The Qwen3, Gemma 4, and LFM2 families were specifically selected because they are the most technically current models available as consumer GGUF builds at the time of this test. We are not picking popular models. We are picking the ones that represent where open-weight AI actually is right now.
Test Environment
The benchmark was run on a single consumer desktop with the following configuration.
- GPU: AMD Radeon RX 7900 XTX (24 GB VRAM)
- CPU: Intel Core i7-12700K (16 physical cores, 24 logical)
- RAM: 32 GB
- OS: Windows 11 build 26200
- Backend: Vulkan (llama.cpp b8640, JamePeng 0.3.35)

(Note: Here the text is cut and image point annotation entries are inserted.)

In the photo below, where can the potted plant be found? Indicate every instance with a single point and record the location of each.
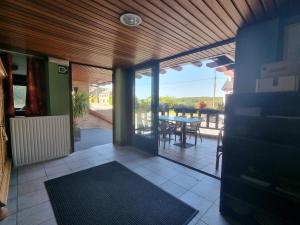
(80, 108)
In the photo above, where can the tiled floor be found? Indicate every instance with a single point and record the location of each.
(29, 203)
(201, 157)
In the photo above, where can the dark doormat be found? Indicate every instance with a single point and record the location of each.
(111, 194)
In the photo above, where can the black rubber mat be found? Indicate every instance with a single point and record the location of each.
(111, 194)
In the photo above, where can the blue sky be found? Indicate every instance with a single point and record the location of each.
(191, 81)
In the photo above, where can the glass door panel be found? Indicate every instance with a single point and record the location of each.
(143, 103)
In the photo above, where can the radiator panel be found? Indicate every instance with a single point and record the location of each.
(35, 139)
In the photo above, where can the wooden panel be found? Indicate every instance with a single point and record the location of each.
(90, 75)
(5, 163)
(90, 32)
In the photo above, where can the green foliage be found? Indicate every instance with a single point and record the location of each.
(80, 104)
(191, 101)
(19, 96)
(142, 105)
(110, 100)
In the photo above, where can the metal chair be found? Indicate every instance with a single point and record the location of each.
(164, 129)
(192, 130)
(219, 147)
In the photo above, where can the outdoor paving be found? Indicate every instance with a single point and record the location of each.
(91, 137)
(201, 157)
(29, 203)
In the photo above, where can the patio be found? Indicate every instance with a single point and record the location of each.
(29, 203)
(201, 157)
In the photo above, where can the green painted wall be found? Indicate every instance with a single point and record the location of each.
(122, 117)
(58, 91)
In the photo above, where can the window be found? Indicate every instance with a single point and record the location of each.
(19, 96)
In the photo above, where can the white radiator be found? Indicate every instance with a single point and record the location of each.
(35, 139)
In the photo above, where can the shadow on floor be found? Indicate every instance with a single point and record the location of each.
(92, 137)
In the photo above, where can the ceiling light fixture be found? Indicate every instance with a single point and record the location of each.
(130, 19)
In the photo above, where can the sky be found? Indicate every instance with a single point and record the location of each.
(191, 81)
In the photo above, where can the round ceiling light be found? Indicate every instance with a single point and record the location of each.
(130, 19)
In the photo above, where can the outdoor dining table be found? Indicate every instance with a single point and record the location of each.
(184, 121)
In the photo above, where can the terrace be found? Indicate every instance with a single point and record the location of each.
(50, 50)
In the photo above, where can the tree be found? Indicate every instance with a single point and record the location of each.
(80, 104)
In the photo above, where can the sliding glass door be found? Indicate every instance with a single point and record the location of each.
(145, 105)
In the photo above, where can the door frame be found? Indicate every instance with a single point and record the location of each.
(146, 144)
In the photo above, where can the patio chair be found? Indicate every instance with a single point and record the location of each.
(177, 131)
(164, 129)
(219, 147)
(193, 130)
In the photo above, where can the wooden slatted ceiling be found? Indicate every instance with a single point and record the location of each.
(89, 31)
(90, 74)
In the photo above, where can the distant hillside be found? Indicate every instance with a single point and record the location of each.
(192, 101)
(19, 96)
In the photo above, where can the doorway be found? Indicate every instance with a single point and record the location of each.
(92, 94)
(145, 106)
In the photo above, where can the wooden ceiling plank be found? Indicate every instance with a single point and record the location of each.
(185, 12)
(52, 41)
(172, 15)
(256, 8)
(269, 7)
(52, 51)
(212, 17)
(232, 11)
(221, 31)
(154, 19)
(148, 23)
(114, 24)
(103, 38)
(244, 9)
(164, 19)
(219, 11)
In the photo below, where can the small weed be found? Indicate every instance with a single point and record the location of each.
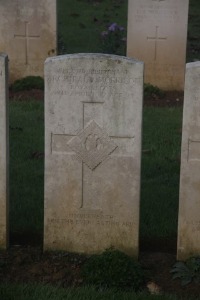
(113, 269)
(28, 83)
(187, 271)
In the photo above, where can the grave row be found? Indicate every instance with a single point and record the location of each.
(93, 116)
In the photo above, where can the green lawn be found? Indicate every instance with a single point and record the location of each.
(160, 169)
(40, 292)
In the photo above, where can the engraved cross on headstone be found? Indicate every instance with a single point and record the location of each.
(92, 145)
(26, 37)
(156, 39)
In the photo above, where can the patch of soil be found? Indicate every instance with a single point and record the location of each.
(24, 263)
(28, 264)
(171, 98)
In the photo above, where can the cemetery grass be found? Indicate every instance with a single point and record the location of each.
(159, 198)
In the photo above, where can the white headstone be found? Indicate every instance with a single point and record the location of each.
(189, 206)
(3, 151)
(93, 114)
(27, 34)
(157, 35)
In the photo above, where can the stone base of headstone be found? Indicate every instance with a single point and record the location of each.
(3, 151)
(189, 206)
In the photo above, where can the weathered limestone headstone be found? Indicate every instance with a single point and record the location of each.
(189, 206)
(27, 34)
(3, 151)
(93, 113)
(157, 35)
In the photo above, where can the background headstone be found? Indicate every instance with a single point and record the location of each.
(3, 151)
(189, 206)
(27, 35)
(93, 114)
(157, 35)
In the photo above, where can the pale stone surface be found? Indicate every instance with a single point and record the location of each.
(93, 113)
(27, 35)
(3, 151)
(157, 35)
(189, 206)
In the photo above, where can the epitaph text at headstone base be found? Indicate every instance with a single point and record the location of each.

Vulkan was chosen because it is the backend Miniloader defaults to on AMD hardware, and AMD is the GPU family most underserved by existing local AI tooling. NVIDIA users running CUDA will see higher throughput numbers across the board. These results represent a realistic floor for the majority of non-NVIDIA Miniloader users.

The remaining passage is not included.